Ester’s complete incapacity to disengage, to even concede that her relationship to Hugo is no more than her own personal fantasy, is painful to observe. Even with Ester’s Greek chorus of girlfriends chiming in with dire warnings, our heroine is hell bent on seeing this relationship through to the end. Her greatest mistake is in assuming that a relationship exists at all.

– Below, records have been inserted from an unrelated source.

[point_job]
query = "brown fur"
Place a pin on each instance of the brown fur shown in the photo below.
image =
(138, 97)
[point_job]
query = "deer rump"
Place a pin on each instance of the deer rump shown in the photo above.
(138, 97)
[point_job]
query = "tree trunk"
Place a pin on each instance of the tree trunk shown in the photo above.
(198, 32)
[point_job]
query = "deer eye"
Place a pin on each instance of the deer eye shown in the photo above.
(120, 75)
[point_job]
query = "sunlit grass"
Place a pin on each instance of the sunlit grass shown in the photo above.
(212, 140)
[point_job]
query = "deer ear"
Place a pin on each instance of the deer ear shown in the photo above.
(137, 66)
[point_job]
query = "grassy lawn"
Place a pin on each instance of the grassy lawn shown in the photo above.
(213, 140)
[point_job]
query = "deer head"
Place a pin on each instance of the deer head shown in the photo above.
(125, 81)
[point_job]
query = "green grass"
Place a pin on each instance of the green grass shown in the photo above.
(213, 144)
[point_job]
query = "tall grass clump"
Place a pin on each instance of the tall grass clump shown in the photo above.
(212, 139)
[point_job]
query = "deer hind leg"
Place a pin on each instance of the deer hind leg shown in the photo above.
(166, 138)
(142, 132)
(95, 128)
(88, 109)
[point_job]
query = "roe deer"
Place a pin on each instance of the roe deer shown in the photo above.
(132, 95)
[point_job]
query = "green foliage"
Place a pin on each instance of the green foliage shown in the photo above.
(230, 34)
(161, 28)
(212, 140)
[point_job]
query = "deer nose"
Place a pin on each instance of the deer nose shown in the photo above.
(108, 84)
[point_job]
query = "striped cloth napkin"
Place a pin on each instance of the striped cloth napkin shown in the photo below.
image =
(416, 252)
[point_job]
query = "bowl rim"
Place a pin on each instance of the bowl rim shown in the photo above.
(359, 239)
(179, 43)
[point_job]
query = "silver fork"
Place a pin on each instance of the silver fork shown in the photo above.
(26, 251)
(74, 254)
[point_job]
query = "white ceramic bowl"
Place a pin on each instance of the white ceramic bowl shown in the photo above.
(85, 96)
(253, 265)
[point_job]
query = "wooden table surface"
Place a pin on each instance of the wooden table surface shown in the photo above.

Would that Carrie Bradshaw’s beau had shown up in chapter one and saved Ester a whole book full of heartache. Or would that Ester had read to the end of Emily Dickinson’s poem:

“I’ve heard it in the chillest land,
And on the strangest sea;
Yet, never, in extremity,
It asked a crumb of me.”

Perhaps the lesson of hope, for Ester and from Dickinson, is that anything that is so infinitely and boundlessly available must be considered a potential parasite. Best to pay attention to our Greek chorus. And would that we all had such an inscrutable narrator inside our heads as the one Andersson gives us in Willful Disregard, a novel about a lesson that needs learning.

KH Macomber lives in Cambridge, MA with the love of her life, who always answers her text messages pronto.